Voice of Denver: Investing in Ourselves at Denver's Peak Academy

Scotty Martin, Manager of Process Improvement, and David Edinger, Chief Performance Officer, at Denver Mayor Michael B. Hancock's Office, say Denver's Peak Academy streamlines and improves processes, eliminating waste and saving time and money.
Innovation does not always require technology. In Denver, we believe that people and processes are the foundation of innovation. Innovation, as we approach it, is strategic change resulting in performance improvement. It comes in small, imperfect steps and depends on our resolve to invest in ourselves.
 
In Denver Mayor Michael B. Hancock's office, Peak Academy reaches government workers the principles of Lean to prioritize ideas and eliminate waste.
 
After four hours of Peak Academy training, one Denver colleague went back to her wastewater division office where she has worked for years and promptly created over $46,000 of annual savings. She determined that the 11,000 annual lien letters from her department did not require certified mail. As a result, she saved $44,235 in annual postage costs and freed workers from about 100 hours of stamping the mail.
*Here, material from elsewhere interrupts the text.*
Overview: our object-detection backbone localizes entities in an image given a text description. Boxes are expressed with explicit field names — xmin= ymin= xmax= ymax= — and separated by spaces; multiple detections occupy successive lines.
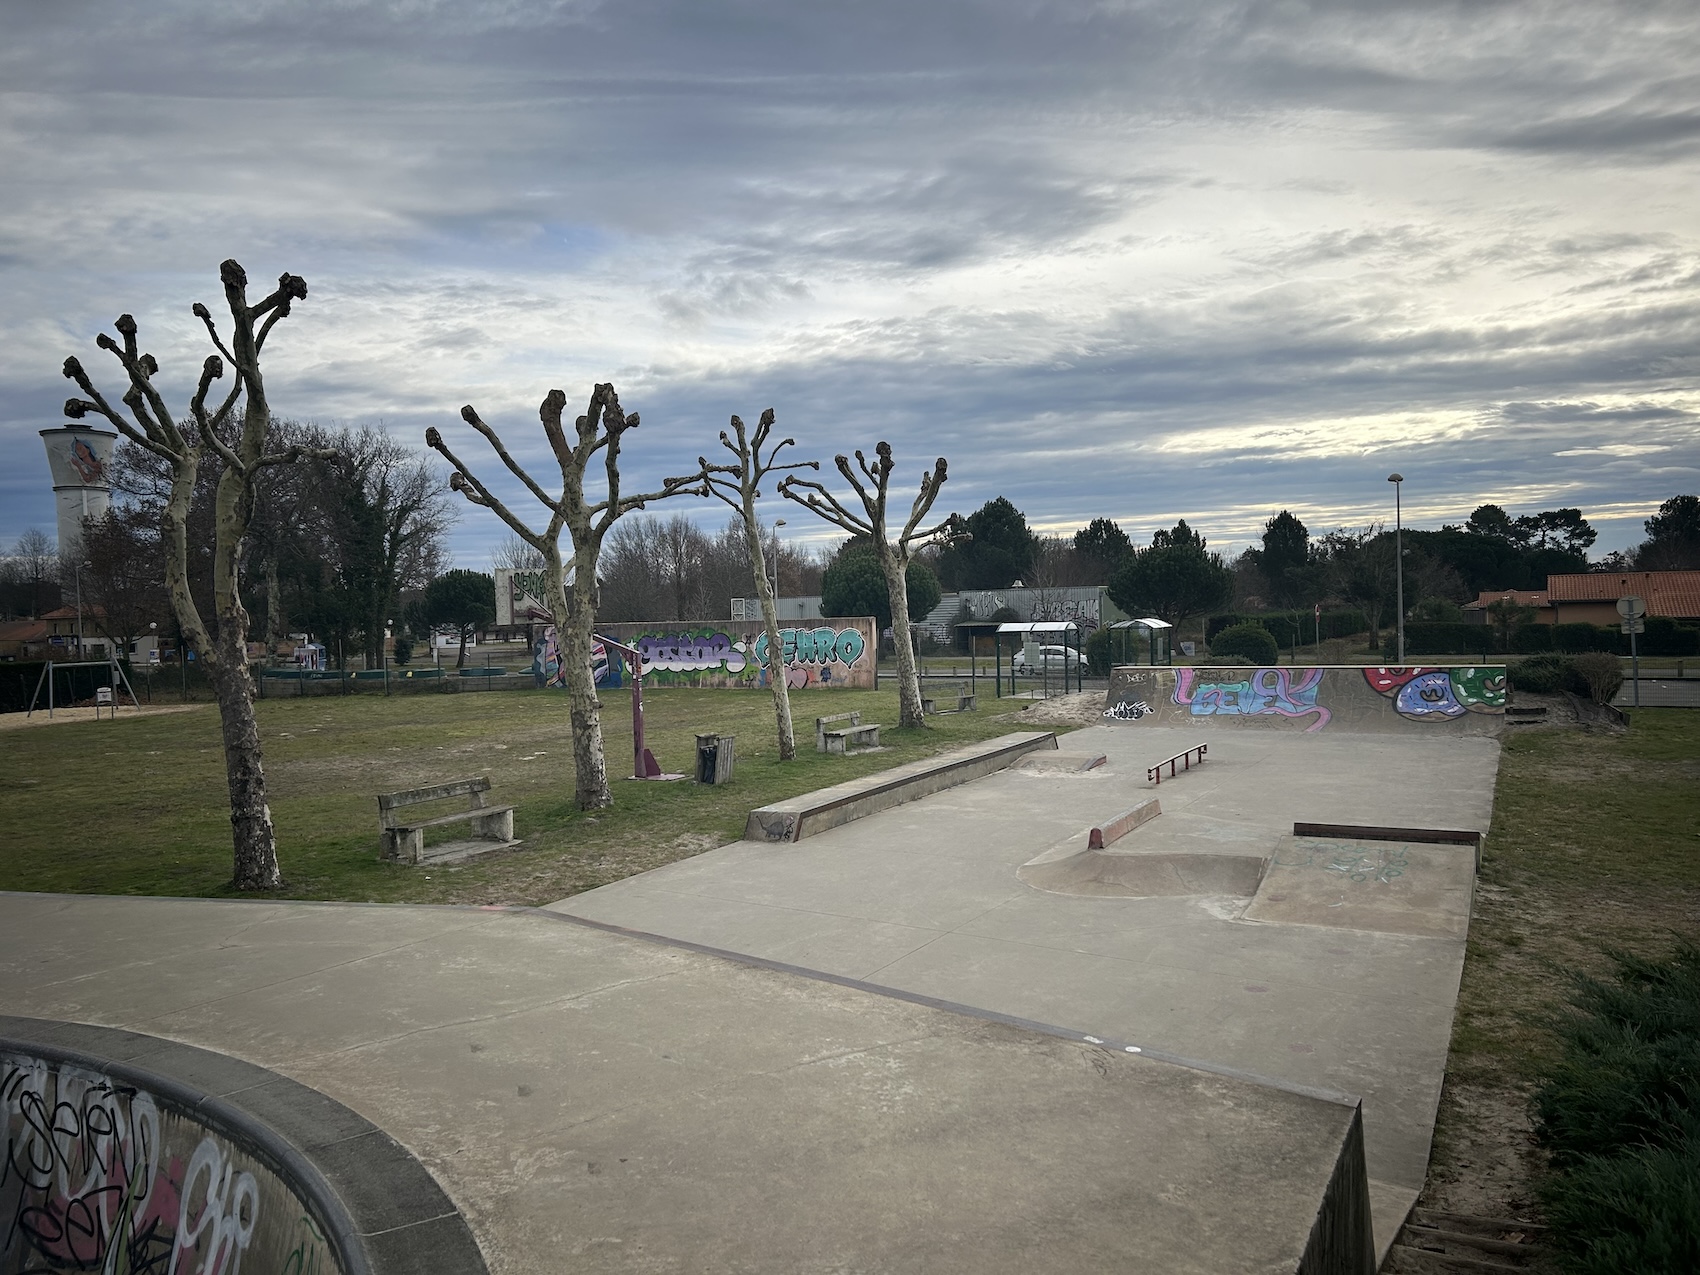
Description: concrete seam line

We call this type of innovation a "Just Do It," or "Just Stop It," as the case may be. 
 
These types of innovations are now frequent because the people who do the work are empowered with the tools to innovate that work. The term waste can initially seem insulting. Peak Academy teaches the opposite: that waste is disrespectful to workers, customers, and citizens because it asks everyone to endure work and processes that produce no value. 
 
This is not to say that technology is unimportant. The first time we tried to create an integrated criminal justice supply chain, the technology was already in place. The five primary criminal justice agencies had their own enterprise systems and, as a result, projects like the Unified Summons & Complaint turned seven paper arrest forms into one electronic version, eliminated redundant data entry across the supply chain, and dramatically reduced the chance for human error. Our subject matter experts -- our employees -- were the source of innovation.
 
Innovation requires team effort. Larger efforts, called Rapid Improvement Events (RIEs), take a week and can cost as much as $20,000 in personnel. It's not unusual, however, for RIES to return three to five times that investment, often within a year. At Human Services, a team set ground rules on day one. These rules required no investment in technology. They started with a reason for action: internal mail distribution took too long to reach case workers. The team then worked to reduce the number of internal mail transfers from 23 to 12, and increased the percentage of cases indexed within 24 hours from 29 percent to 100 percent. The bulk of the work took one week, and the financial payback occurred within seven months. 
 
Peak Academy will train over 1,000 new Green Belts with a four-hour Lean introduction in 2012, as 180 new Black Belts will receive four and a half days of training from an internal process-improvement team. Black Belts go back to their jobs with the expectation of two or three annual innovations built into their individual work plans. 
 
On the final day of Black Belt training, when candidates start thinking about going back to their jobs, fear often creeps in. They fear a lack of supervisor support, they fear co-workers resistant of change and they fear that this newly acquired knowledge might only apply in the classroom. The Black Belts present three of their work-related innovation ideas to classmates, executive sponsors and instructors. Together the group debriefs them on how to refine individual plans, and sponsors chime in with support to push Black Belts past their fears and into a place of hope and confidence.
 
We've found this cliff of fear to be the biggest obstacle for our colleagues as they enter into phases of innovation. And yet, for us, innovation is people. Of course technology has an important role for large-scale innovation. But we believe successful innovation must start with the people who do the work. Denver's goal is to turn 10,300 employees into innovators. 
 
Peak Academy is a component of Peak Performance, Denver Mayor Michael B. Hancock's vision for smart government.